Chapter 22: Sensitivity, Complementary Sensitivity, and Trade-Offs

Lesson 1: Sensitivity Function S and Disturbance Rejection

This lesson introduces the sensitivity function \( S(s) \) in unity-feedback linear control systems and shows how it governs disturbance rejection and robustness to model uncertainty. We connect \( S(s) \) to closed-loop transfer functions, interpret \( \lvert S(j\omega) \rvert \) in the frequency domain, and provide implementations in Python, C++, Java, MATLAB/Simulink, and Wolfram Mathematica, with a focus on robotic servo systems.

1. Conceptual Overview of Sensitivity

Consider a standard single-input single-output (SISO) unity-feedback loop with controller \( C(s) \), plant \( P(s) \), and loop transfer function \( L(s) = C(s)P(s) \). We assume negative feedback.

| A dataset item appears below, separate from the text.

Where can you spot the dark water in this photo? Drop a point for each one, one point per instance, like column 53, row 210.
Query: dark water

The sensitivity function is defined as

\[ S(s) \equiv \frac{1}{1 + L(s)}. \]

Intuitively, \( S(s) \) measures how strongly closed-loop behavior (error, output, response to disturbances) reacts to imperfections: disturbances, modelling errors, parameter variations, and reference changes. Small \( \lvert S(j\omega) \rvert \) at a frequency \( \omega \) means the closed loop is insensitive at that frequency.

flowchart TD
  R["Reference r"] --> SUMe["e = r - y"]
  Y["Output y"] --> SUMe
  SUMe --> C["Controller C(s)"]
  C --> U["Control input u"]
  D["Disturbance d"] --> SUMd["Add at plant input"]
  U --> SUMd
  SUMd --> P["Plant P(s)"]
  P --> Y
  Y --> OUT["Measured output"]
  L["Loop L(s) = C(s)P(s)"] --- P
  Sblk["'Sensitivity S(s) = 1/(1+L(s))'"] --- OUT
        

In robotic servo systems (e.g., a joint driven by a motor), disturbances correspond to external torques or forces, friction changes, or supply voltage variations. Designing a loop gain \( L(s) \) that makes \( S(s) \) small at low frequencies is crucial for accurate regulation under such disturbances.

2. Unity-Feedback Equations and Derivation of \( S(s) \)

We start from the basic equations of a unity-feedback loop without disturbances. Let \( R(s) \) be the reference, \( Y(s) \) the output, \( E(s) \) the error, and \( U(s) \) the control input:

\[ \begin{aligned} E(s) &= R(s) - Y(s), \\ U(s) &= C(s) E(s), \\ Y(s) &= P(s) U(s). \end{aligned} \]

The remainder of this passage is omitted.